Génération Y [1/3]

6 minutes de lecture

31 octobre 2009

Un grand portail noir écaillé nous accueille devant cette salle à l'aspect industriel, située à la limite de Paris, à l'ouest de la ville. La serrure a été explosée et reste sans doute la cause la plus probable de l'inclinaison anormale du portique. Je me surprends même à méditer sur le moyen de s'y faufiler sans l'arracher.

Nos pas s'enfoncent dans la terre devenue gadoue, résultat de ces derniers jours de pluie intense.
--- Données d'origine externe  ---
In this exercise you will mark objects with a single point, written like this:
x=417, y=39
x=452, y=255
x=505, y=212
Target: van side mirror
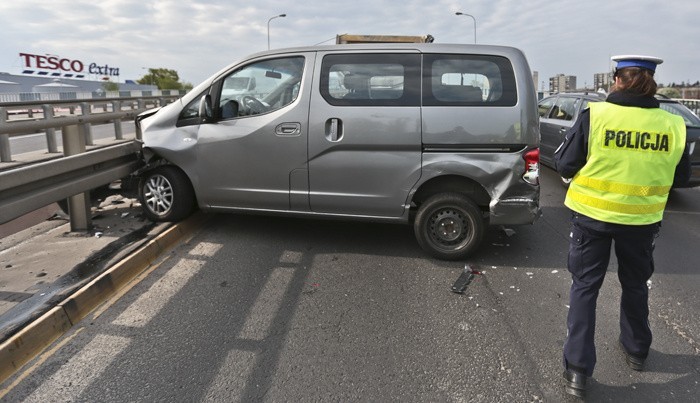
x=205, y=111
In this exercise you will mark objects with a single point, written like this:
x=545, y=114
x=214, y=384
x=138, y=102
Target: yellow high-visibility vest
x=632, y=157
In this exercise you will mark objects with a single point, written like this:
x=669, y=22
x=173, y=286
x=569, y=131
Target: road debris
x=464, y=279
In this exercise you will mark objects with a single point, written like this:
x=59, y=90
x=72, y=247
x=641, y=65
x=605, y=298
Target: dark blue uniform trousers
x=589, y=255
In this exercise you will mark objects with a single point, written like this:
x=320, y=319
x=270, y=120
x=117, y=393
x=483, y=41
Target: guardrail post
x=78, y=205
x=86, y=127
x=5, y=152
x=117, y=107
x=50, y=132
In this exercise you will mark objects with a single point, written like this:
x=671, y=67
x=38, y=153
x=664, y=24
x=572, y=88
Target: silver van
x=443, y=137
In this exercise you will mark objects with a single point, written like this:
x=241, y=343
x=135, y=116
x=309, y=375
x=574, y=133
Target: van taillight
x=532, y=167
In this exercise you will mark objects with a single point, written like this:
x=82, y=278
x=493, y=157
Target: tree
x=164, y=79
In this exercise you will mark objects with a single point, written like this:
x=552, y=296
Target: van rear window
x=468, y=80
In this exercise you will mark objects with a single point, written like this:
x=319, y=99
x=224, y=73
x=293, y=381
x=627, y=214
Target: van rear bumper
x=514, y=211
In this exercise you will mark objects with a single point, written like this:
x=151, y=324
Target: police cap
x=645, y=62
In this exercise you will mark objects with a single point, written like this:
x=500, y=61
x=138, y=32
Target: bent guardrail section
x=25, y=188
x=30, y=187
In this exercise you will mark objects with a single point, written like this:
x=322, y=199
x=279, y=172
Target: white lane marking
x=80, y=371
x=267, y=304
x=147, y=306
x=230, y=382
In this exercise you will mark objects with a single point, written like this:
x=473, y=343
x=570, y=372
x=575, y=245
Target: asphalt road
x=276, y=309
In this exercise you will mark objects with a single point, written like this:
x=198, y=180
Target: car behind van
x=443, y=137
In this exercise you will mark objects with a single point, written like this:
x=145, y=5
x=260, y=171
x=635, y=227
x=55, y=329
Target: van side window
x=565, y=108
x=260, y=87
x=545, y=106
x=371, y=79
x=468, y=80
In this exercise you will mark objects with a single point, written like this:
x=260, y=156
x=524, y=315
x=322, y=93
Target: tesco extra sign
x=64, y=65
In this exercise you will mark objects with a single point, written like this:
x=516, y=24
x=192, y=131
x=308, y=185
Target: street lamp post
x=469, y=15
x=268, y=28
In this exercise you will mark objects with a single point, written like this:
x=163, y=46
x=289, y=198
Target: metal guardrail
x=26, y=188
x=20, y=118
x=692, y=104
x=31, y=187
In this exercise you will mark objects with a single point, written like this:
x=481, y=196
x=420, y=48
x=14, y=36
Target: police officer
x=623, y=155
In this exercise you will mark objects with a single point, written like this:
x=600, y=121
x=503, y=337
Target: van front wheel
x=449, y=226
x=166, y=194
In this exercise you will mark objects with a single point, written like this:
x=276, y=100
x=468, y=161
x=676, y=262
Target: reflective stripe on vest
x=632, y=156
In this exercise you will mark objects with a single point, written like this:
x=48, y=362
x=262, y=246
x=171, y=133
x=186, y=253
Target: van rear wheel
x=449, y=226
x=166, y=194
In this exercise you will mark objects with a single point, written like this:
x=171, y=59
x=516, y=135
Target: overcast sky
x=198, y=37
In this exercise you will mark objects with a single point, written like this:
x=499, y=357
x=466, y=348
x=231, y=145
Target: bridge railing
x=72, y=174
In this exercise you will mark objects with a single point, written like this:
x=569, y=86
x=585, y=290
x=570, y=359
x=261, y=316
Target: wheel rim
x=158, y=195
x=449, y=229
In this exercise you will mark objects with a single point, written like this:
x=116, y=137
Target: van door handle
x=334, y=130
x=288, y=129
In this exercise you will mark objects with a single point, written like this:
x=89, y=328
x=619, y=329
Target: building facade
x=602, y=81
x=562, y=83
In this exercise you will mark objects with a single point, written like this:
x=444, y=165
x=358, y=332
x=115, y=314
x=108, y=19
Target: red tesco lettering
x=52, y=63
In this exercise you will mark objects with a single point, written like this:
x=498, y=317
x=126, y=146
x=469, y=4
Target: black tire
x=449, y=226
x=166, y=194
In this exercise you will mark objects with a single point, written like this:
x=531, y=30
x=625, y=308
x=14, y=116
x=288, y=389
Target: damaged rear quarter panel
x=512, y=200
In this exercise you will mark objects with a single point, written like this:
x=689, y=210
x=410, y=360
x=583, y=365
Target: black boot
x=575, y=383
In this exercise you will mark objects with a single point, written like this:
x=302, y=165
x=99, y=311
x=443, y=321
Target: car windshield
x=682, y=111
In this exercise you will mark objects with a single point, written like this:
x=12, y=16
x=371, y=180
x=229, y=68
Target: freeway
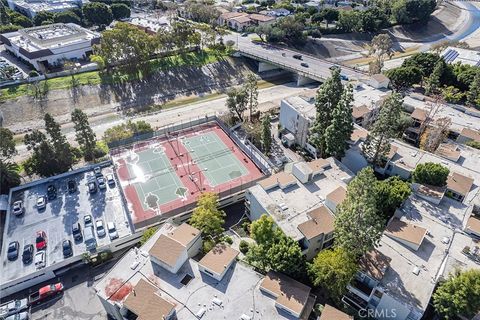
x=308, y=66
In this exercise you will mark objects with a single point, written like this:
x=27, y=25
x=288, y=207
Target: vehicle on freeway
x=87, y=221
x=89, y=239
x=100, y=228
x=12, y=307
x=18, y=208
x=110, y=179
x=77, y=231
x=40, y=259
x=97, y=171
x=41, y=240
x=101, y=183
x=19, y=316
x=72, y=186
x=112, y=231
x=67, y=248
x=92, y=187
x=27, y=254
x=41, y=202
x=45, y=292
x=12, y=253
x=51, y=192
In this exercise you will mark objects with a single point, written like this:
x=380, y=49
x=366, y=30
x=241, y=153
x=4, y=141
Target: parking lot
x=57, y=218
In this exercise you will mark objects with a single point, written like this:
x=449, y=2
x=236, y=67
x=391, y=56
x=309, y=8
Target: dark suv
x=77, y=231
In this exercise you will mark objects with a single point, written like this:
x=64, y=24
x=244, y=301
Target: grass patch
x=121, y=74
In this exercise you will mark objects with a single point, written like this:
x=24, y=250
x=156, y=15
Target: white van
x=89, y=238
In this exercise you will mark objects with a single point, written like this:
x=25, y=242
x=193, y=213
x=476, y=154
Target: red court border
x=138, y=213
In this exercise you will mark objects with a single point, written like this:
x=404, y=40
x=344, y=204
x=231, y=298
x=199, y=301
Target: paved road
x=184, y=113
x=316, y=68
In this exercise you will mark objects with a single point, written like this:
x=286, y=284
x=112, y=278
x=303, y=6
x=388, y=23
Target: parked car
x=92, y=187
x=110, y=179
x=97, y=171
x=41, y=240
x=101, y=183
x=18, y=208
x=77, y=232
x=72, y=186
x=18, y=316
x=41, y=202
x=40, y=259
x=12, y=253
x=27, y=254
x=51, y=192
x=87, y=221
x=100, y=228
x=67, y=248
x=112, y=231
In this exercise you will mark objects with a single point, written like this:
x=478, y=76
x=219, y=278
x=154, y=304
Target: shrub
x=244, y=246
x=431, y=173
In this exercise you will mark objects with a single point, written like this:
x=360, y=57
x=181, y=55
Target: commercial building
x=49, y=46
x=64, y=208
x=216, y=287
x=302, y=201
x=30, y=8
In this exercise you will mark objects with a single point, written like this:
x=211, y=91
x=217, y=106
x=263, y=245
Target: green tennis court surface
x=155, y=181
x=215, y=159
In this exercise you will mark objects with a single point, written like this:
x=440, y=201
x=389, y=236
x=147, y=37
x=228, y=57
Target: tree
x=333, y=270
x=67, y=17
x=433, y=82
x=381, y=48
x=403, y=78
x=328, y=96
x=390, y=194
x=120, y=11
x=7, y=147
x=251, y=89
x=237, y=102
x=84, y=134
x=358, y=224
x=340, y=130
x=430, y=173
x=266, y=134
x=459, y=295
x=97, y=13
x=377, y=144
x=473, y=95
x=207, y=217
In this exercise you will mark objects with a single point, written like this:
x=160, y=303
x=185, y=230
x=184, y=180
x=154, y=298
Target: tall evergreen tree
x=473, y=95
x=433, y=82
x=266, y=134
x=359, y=224
x=327, y=98
x=84, y=134
x=387, y=126
x=339, y=131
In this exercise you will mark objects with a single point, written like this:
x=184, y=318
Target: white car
x=40, y=259
x=100, y=229
x=41, y=202
x=18, y=208
x=112, y=231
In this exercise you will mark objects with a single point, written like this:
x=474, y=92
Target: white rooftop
x=289, y=206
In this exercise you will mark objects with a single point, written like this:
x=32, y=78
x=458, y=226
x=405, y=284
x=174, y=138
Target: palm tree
x=9, y=176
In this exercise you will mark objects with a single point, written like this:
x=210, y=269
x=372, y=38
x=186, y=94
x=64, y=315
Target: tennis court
x=154, y=178
x=217, y=161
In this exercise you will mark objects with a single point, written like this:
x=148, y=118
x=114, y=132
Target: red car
x=41, y=241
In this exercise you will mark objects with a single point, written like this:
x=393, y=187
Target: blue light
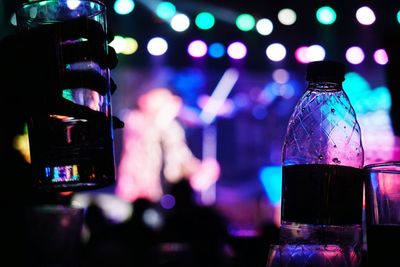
x=216, y=50
x=124, y=7
x=271, y=179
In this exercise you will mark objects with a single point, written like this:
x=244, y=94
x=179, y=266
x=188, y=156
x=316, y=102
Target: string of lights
x=244, y=22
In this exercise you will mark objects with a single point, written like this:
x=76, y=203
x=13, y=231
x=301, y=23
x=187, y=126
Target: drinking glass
x=69, y=150
x=312, y=255
x=382, y=191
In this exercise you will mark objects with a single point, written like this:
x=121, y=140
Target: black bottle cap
x=325, y=71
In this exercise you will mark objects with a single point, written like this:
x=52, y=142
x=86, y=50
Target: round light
x=355, y=55
x=301, y=54
x=280, y=76
x=131, y=46
x=365, y=15
x=264, y=26
x=287, y=16
x=157, y=46
x=167, y=201
x=315, y=53
x=197, y=48
x=118, y=44
x=276, y=52
x=123, y=7
x=180, y=22
x=381, y=57
x=326, y=15
x=205, y=20
x=165, y=10
x=216, y=50
x=237, y=50
x=245, y=22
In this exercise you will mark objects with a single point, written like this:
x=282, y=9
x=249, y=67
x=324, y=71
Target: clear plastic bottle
x=322, y=159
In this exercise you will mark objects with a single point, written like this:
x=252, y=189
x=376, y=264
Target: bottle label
x=322, y=194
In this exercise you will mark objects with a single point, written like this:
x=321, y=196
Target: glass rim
x=36, y=2
x=388, y=166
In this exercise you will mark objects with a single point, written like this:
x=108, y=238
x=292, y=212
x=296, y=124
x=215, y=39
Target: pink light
x=197, y=48
x=355, y=55
x=301, y=54
x=237, y=50
x=381, y=57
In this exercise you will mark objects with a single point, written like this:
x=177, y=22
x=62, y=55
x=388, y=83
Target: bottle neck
x=325, y=86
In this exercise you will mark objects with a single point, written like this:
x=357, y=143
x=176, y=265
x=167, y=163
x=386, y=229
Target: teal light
x=271, y=180
x=245, y=22
x=205, y=20
x=326, y=15
x=124, y=7
x=165, y=10
x=398, y=17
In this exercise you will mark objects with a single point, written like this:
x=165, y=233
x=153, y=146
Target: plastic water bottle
x=322, y=159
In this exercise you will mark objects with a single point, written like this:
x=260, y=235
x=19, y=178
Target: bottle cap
x=325, y=71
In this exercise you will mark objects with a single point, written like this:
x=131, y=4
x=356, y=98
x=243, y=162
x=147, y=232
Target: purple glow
x=301, y=54
x=381, y=57
x=197, y=48
x=355, y=55
x=237, y=50
x=167, y=201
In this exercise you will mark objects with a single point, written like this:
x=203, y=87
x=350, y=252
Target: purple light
x=237, y=50
x=167, y=201
x=301, y=55
x=197, y=48
x=381, y=57
x=355, y=55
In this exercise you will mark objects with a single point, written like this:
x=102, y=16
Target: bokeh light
x=264, y=26
x=216, y=50
x=124, y=7
x=276, y=52
x=355, y=55
x=301, y=54
x=315, y=53
x=287, y=16
x=131, y=46
x=165, y=10
x=326, y=15
x=237, y=50
x=118, y=44
x=245, y=22
x=167, y=201
x=157, y=46
x=365, y=15
x=280, y=76
x=197, y=48
x=381, y=57
x=180, y=22
x=205, y=20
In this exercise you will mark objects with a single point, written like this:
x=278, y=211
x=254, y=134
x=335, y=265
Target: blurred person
x=28, y=67
x=155, y=152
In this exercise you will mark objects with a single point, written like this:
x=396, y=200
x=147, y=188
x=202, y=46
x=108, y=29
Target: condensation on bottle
x=322, y=161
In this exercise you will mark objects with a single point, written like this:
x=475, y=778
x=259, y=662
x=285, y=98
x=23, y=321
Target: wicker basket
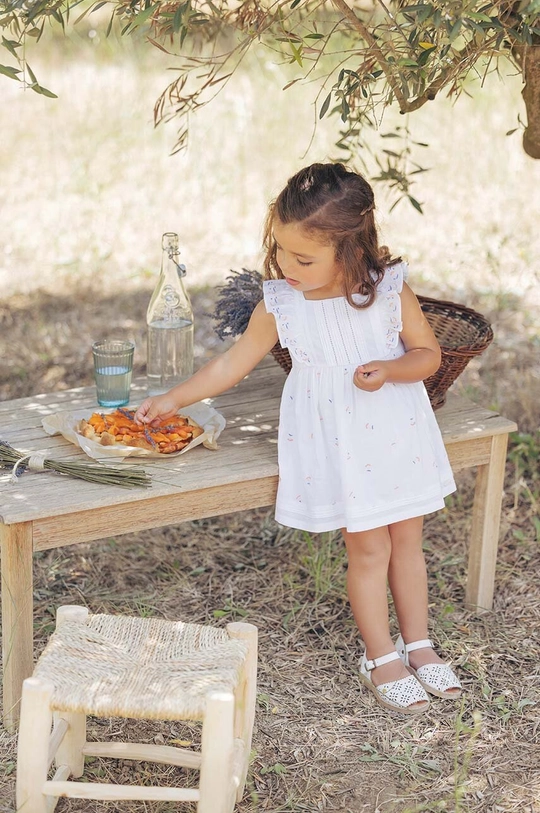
x=461, y=332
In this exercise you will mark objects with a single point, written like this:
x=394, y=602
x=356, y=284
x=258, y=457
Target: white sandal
x=436, y=678
x=398, y=695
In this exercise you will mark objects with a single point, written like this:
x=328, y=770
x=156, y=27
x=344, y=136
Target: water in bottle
x=170, y=324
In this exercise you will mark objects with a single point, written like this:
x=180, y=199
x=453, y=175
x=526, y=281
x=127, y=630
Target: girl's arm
x=220, y=374
x=421, y=359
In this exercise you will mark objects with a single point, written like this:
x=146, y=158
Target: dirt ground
x=321, y=743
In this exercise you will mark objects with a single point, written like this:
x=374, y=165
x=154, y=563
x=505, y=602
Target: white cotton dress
x=348, y=458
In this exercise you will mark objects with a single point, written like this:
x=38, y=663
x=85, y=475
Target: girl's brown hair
x=336, y=206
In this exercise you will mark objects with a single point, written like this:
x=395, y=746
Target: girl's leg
x=368, y=554
x=408, y=582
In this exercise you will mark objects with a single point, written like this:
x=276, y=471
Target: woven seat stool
x=145, y=668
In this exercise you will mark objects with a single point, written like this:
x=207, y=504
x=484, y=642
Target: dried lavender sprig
x=91, y=472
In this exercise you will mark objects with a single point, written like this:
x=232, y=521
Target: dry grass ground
x=321, y=743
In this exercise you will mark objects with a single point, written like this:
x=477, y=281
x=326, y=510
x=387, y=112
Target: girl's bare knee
x=368, y=548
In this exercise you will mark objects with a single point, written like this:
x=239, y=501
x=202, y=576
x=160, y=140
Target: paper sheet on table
x=65, y=423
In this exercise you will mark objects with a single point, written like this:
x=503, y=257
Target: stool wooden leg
x=33, y=746
x=485, y=527
x=216, y=781
x=17, y=621
x=70, y=750
x=245, y=695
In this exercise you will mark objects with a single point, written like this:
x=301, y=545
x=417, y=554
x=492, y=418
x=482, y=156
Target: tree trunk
x=528, y=57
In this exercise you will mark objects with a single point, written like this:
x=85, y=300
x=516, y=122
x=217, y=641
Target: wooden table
x=44, y=510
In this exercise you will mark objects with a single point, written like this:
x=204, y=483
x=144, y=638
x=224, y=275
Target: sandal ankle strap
x=418, y=645
x=375, y=662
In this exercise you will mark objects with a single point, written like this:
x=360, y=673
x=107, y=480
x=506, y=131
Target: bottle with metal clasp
x=170, y=324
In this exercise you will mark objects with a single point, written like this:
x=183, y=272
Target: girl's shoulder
x=276, y=294
x=394, y=277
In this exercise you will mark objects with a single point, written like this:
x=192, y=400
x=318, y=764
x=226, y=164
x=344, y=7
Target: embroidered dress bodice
x=348, y=458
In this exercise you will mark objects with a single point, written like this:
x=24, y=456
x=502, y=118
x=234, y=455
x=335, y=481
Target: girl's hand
x=371, y=376
x=157, y=408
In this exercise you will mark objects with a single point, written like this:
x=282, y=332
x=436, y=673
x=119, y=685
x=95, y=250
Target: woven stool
x=147, y=668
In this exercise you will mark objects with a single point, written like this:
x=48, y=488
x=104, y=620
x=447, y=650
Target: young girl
x=359, y=447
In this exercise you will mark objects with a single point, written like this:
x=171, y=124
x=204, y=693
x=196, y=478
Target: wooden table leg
x=485, y=527
x=17, y=615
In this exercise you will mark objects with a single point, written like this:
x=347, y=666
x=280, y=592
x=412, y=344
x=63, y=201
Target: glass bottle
x=170, y=324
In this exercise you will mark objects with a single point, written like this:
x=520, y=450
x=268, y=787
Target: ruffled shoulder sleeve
x=389, y=289
x=282, y=301
x=394, y=277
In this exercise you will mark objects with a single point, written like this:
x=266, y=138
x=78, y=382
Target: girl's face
x=307, y=264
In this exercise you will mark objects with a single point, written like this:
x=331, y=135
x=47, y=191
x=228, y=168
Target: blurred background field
x=87, y=188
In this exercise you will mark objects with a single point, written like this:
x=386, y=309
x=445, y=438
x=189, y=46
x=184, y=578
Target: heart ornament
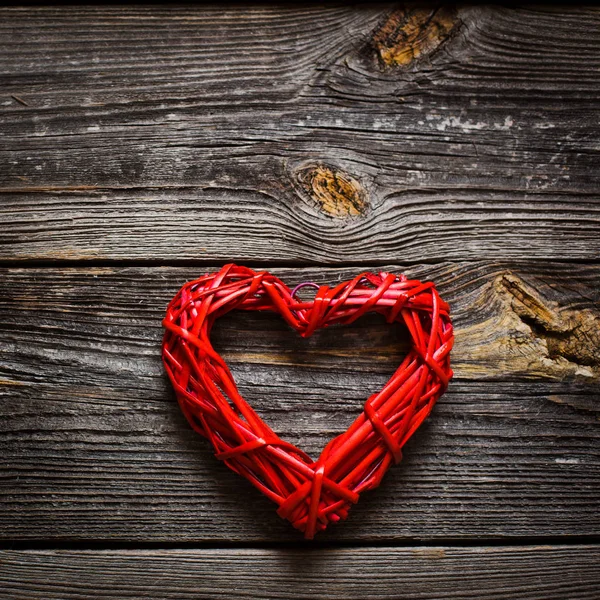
x=310, y=494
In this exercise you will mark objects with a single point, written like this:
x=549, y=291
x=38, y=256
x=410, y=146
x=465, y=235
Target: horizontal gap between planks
x=570, y=540
x=254, y=264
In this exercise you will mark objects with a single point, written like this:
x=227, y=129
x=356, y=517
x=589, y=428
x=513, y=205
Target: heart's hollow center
x=323, y=381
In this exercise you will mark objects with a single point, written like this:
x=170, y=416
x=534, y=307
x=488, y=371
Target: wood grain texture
x=93, y=445
x=527, y=573
x=159, y=134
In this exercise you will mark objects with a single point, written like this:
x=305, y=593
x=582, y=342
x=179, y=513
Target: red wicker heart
x=310, y=494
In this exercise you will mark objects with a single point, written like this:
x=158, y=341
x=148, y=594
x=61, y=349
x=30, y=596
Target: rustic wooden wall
x=142, y=146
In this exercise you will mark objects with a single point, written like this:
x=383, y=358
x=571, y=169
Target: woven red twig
x=310, y=494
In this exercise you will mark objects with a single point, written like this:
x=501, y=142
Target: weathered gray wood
x=276, y=135
x=524, y=572
x=93, y=445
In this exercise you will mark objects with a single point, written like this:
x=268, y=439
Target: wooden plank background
x=144, y=146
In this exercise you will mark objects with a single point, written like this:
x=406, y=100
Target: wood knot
x=336, y=193
x=412, y=32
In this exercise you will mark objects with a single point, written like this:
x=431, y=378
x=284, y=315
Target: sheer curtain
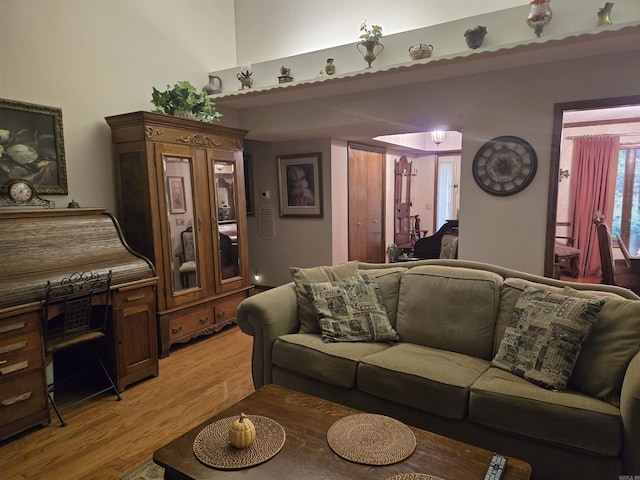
x=448, y=181
x=590, y=180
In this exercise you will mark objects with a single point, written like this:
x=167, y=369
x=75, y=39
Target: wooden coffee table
x=307, y=455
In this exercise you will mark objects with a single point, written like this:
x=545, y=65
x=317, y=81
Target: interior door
x=366, y=170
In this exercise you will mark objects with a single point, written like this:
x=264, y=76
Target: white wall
x=280, y=28
x=508, y=231
x=100, y=58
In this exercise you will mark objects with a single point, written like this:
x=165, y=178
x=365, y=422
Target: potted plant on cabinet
x=370, y=38
x=184, y=100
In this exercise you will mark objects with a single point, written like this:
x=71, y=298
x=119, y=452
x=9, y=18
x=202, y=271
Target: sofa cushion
x=351, y=310
x=331, y=363
x=449, y=308
x=307, y=315
x=543, y=339
x=502, y=401
x=428, y=379
x=388, y=279
x=607, y=351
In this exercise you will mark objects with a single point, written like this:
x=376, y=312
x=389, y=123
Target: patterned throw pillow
x=543, y=339
x=351, y=310
x=307, y=315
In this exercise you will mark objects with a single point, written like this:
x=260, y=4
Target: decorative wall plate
x=505, y=165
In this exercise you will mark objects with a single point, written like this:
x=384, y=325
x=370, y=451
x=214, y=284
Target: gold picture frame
x=177, y=199
x=32, y=146
x=300, y=185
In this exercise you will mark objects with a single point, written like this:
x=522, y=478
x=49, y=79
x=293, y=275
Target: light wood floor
x=104, y=439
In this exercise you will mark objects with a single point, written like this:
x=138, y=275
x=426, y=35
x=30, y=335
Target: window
x=626, y=209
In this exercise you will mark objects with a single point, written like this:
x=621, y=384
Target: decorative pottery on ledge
x=420, y=51
x=539, y=15
x=370, y=54
x=475, y=36
x=604, y=15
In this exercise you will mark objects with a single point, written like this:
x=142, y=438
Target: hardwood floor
x=104, y=438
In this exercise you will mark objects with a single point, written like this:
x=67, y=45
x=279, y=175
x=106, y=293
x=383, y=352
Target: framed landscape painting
x=299, y=185
x=32, y=146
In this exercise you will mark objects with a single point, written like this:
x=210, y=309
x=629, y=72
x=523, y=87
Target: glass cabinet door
x=178, y=173
x=226, y=191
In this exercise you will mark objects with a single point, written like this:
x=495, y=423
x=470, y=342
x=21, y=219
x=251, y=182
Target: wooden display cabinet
x=181, y=203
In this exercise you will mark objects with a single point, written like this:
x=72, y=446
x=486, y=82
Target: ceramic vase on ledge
x=539, y=15
x=604, y=15
x=475, y=36
x=369, y=55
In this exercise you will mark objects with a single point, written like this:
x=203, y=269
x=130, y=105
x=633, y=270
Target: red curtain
x=590, y=180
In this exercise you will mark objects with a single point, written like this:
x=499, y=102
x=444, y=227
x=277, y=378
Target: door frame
x=383, y=206
x=554, y=162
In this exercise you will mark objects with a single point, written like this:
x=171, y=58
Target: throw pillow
x=611, y=345
x=351, y=310
x=306, y=313
x=543, y=339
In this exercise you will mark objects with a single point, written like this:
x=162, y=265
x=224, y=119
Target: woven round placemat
x=371, y=439
x=413, y=476
x=212, y=446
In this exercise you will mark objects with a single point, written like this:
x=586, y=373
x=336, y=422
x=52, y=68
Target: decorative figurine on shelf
x=214, y=86
x=539, y=16
x=245, y=78
x=604, y=15
x=285, y=75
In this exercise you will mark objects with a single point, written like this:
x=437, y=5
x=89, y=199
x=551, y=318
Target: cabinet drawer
x=22, y=396
x=190, y=323
x=226, y=311
x=19, y=325
x=133, y=297
x=19, y=355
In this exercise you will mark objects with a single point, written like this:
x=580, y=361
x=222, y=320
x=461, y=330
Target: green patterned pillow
x=543, y=339
x=351, y=310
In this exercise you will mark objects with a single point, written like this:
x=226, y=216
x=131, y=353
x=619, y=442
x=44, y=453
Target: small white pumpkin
x=242, y=432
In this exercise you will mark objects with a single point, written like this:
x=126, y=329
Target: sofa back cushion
x=607, y=351
x=450, y=308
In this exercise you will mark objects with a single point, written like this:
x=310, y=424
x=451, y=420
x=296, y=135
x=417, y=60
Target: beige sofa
x=451, y=316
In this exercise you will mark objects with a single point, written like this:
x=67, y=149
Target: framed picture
x=177, y=200
x=32, y=146
x=300, y=185
x=248, y=182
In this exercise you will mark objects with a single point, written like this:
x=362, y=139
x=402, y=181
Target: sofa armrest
x=265, y=317
x=630, y=411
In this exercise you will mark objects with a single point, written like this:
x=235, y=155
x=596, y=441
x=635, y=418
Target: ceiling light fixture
x=437, y=136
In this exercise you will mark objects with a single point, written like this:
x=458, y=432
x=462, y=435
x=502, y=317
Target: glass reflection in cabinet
x=226, y=203
x=178, y=172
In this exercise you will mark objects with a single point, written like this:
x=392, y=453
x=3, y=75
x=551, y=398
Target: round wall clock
x=505, y=165
x=20, y=191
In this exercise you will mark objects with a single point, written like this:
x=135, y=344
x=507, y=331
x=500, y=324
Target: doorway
x=447, y=188
x=603, y=120
x=366, y=184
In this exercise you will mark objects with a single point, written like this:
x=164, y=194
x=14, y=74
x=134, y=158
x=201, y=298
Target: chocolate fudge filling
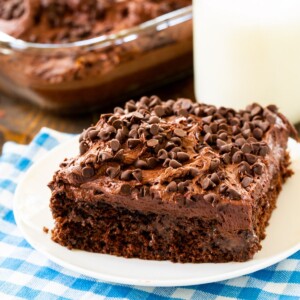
x=173, y=180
Camille, près de moi, s'exalte en entendant les cris de dégénérés, étouffés par les murs de cette aciérie dans laquelle même un truand ne se sentirait pas en sécurité.

Le mélange de terre détrempée, de fumées en tout genre et d'effluves de gaz inconnus embaume l'atmosphère. Si on devait tourner un Saw, le lieu serait parfait !

Ce soir, je regrette tellement d'avoir succombé aux caprices de Camille. J'ai dérogé à mes principes pour un simple « s'il te plaît », assorti d'un grand sourire à en faire pâlir le Joker et effrayer tout Gotham City. Tout ça pour l'accompagner à cette soirée.

Le thème : les années 1990. Camille opte pour la tenue très osée de Geri Halliwell, l'excentrique Spice Girls habillée avec l'Union Jack. Pour ma part, une perruque coupe au carré et frange noir réglisse, eye-liner, lèvres et ongles rouge sang façon vinyle et je me métamorphose en Mia Wallace, la droguée du film culte Pulp Fiction. Au moins, je pouvais, sans extravagance, me fondre dans la masse. Et quelle masse !

Le titre Thong Song de Sisquo, du r'n'b américain, se répercute sur les murs du lotis. Nous croisons alors une ribambelle de cosplays : la totalité des Spice Girls, une Pocahontas bonnet A et un Aladin un peu paloche. J'ai failli ne pas reconnaître un Will Smith à l'époque du Prince de Bel Air, tellement sa coupe afro fait remonter sa casquette. Plus loin, le groupe Nirvana – la classe et le charisme en moins – se sert en boissons. À quelques pas, Nikki Larson se vante auprès de Sailor Moon et ses consœurs. Un Homer au ventre bien flasque tient un donut géant dans les mains, tout en rigolant avec une Mercredi Addams trop maquillée. Une Kate Moss bien bourrée tente de rester debout, appuyée sur une Britney Spears double XL. Mario et Luigi font une course d'eau et de savon sur le ventre au milieu du couloir, pendant que les Tortues Ninja essayent de faire de même, sur le dos. Lara Croft est serrée dans son short et discute avec Leeloo du Cinquième Élément. Les mecs d'Oasis jouent au beer pong avec Tupac et Biggie. Quant à Julia Roberts dans Pretty Woman, elle emballe Edward aux mains d'argent.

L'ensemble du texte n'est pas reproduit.